Public companies need to be proactive and forward-thinking on their disclosure obligations when confronted with internal investigative findings that a director, executive officer or key employee engaged in sexual misconduct.

Given recent headlines, public companies would be remiss if they did not give some thought to disclosure in their periodic Form 10-K and 10-Q filings of information related to internal investigative findings that a director, executive officer or key employee engaged in sexual misconduct.  The most direct affirmative legal duty to disclose sexual misconduct allegations under the federal securities law falls under Item 103 of Regulation S-K.  Item 103 mandates disclosure of “any material legal proceedings” currently pending against a company being adjudicated before a court or agency, or known to be contemplated by governmental authorities, as well as the potential impact to the company of any such legal proceedings.  Item 103, however, stops short of specifically requiring disclosure of internal sexual misconduct investigations (as it would for any other workplace claim prior to a lawsuit) because adverse findings against such key individuals neither rise to the level of pending legal proceedings for purposes of Item 103, nor are they deemed to constitute the initial stage of pending legal proceedings.

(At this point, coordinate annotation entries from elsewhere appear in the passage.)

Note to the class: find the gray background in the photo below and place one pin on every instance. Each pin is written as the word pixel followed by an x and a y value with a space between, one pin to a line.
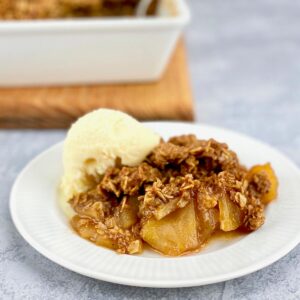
pixel 245 66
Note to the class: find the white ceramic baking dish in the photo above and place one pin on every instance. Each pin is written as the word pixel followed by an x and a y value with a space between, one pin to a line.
pixel 87 50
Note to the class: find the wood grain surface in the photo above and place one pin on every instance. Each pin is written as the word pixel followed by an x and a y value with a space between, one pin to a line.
pixel 57 107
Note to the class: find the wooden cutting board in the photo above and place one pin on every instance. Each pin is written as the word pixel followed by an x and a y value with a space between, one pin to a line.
pixel 57 107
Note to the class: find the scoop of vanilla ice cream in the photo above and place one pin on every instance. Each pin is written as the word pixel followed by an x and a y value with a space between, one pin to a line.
pixel 95 141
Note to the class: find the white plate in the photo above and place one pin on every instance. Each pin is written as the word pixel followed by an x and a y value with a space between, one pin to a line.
pixel 36 214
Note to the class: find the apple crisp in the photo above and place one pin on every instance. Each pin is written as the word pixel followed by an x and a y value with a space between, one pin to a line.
pixel 175 200
pixel 55 9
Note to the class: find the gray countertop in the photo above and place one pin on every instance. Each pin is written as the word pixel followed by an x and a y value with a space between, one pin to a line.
pixel 245 68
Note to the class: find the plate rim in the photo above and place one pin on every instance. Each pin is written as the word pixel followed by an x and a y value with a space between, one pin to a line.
pixel 146 282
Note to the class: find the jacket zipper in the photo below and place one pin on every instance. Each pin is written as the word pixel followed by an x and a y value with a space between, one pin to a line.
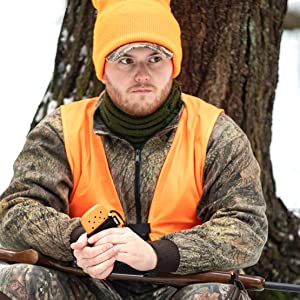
pixel 137 185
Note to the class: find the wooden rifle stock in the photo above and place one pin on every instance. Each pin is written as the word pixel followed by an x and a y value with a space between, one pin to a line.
pixel 33 257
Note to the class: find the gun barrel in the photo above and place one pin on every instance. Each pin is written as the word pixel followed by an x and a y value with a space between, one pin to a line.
pixel 284 287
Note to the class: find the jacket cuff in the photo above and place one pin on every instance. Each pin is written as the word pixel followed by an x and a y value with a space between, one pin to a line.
pixel 76 233
pixel 168 257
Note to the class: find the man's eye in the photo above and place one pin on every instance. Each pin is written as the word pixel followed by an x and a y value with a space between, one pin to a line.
pixel 155 59
pixel 126 61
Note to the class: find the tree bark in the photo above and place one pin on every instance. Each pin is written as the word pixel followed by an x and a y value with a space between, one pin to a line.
pixel 231 51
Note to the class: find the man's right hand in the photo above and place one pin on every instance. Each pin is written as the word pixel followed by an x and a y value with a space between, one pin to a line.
pixel 98 260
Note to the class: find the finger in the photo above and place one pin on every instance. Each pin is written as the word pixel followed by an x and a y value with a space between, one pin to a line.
pixel 101 258
pixel 115 239
pixel 91 252
pixel 102 270
pixel 115 231
pixel 80 243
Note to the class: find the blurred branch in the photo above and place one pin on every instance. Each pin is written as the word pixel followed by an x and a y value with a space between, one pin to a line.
pixel 292 20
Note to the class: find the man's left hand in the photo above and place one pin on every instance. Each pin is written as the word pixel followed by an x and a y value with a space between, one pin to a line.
pixel 131 249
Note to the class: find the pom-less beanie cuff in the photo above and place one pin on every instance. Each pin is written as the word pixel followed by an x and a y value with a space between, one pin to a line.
pixel 122 22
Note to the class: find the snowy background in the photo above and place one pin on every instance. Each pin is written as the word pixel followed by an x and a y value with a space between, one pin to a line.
pixel 29 31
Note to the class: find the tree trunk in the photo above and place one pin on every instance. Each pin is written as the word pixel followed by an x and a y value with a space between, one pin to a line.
pixel 231 51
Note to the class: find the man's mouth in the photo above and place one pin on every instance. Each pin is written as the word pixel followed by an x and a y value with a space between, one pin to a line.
pixel 142 89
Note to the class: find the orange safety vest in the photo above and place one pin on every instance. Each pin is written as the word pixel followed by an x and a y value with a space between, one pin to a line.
pixel 180 184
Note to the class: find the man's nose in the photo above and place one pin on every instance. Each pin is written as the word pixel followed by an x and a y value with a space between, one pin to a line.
pixel 142 74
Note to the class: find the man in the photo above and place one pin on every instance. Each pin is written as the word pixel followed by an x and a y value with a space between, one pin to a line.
pixel 178 170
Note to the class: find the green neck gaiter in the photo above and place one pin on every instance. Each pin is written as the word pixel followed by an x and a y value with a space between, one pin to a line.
pixel 138 129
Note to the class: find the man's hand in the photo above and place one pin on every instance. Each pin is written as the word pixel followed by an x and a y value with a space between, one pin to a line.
pixel 97 261
pixel 130 248
pixel 109 245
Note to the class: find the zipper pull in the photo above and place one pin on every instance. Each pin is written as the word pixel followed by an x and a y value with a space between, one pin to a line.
pixel 137 156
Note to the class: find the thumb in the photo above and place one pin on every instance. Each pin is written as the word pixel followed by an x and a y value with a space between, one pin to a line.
pixel 80 243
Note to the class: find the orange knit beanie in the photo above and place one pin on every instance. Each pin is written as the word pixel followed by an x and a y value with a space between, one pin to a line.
pixel 121 22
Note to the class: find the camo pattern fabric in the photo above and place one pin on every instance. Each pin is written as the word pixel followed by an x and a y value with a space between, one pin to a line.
pixel 30 282
pixel 34 208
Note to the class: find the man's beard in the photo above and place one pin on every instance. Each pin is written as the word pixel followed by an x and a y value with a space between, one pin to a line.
pixel 143 107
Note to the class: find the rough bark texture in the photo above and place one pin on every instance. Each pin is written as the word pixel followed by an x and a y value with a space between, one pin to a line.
pixel 231 51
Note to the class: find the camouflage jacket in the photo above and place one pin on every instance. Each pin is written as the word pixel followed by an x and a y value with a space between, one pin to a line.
pixel 34 208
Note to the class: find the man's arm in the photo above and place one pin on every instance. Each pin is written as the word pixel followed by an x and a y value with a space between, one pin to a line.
pixel 34 207
pixel 232 207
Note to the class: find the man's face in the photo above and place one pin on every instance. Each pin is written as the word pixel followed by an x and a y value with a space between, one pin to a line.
pixel 139 81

Recent events, however, have shown that substantiated allegations against senior executive officers have triggered their terminations or resignations even absent the commencement of legal proceedings, suggesting that material events are occurring prior to formal legal proceedings being initiated.  In these cases, Rule 10b-5 provides a second legal duty to disclose.  Under this rule, public companies may not omit material information – including a finding as a result of a company’s internal investigation that a senior executive engaged in sexual misconduct – if doing so makes the company’s other statements misleading.  Many public companies routinely disclose in their SEC filings in general terms that they rely on their senior management to succeed.  A company’s failure to disclose existing internal sexual misconduct allegations or the results of an internal investigation may be deemed misleading.

Of course, there is substantial risk inherent even in disclosure of a finding that a key senior officer engaged in sexual misconduct.  Federal securities law should not impose an obligation on a company to speculate on the outcome of internal allegations alone or what the likelihood of liability may be, especially with the risk of re-evaluation in hindsight.  Additionally, disclosure of a matter such as sexual misconduct requires more generalized disclosure so as not to name the victims involved which may lead to greater investor confusion. 

Nonetheless, consideration should be given to the necessity of such disclosure. Whether technically disclosable or not, public companies need to make sexual misconduct allegations part of their disclosure conversation.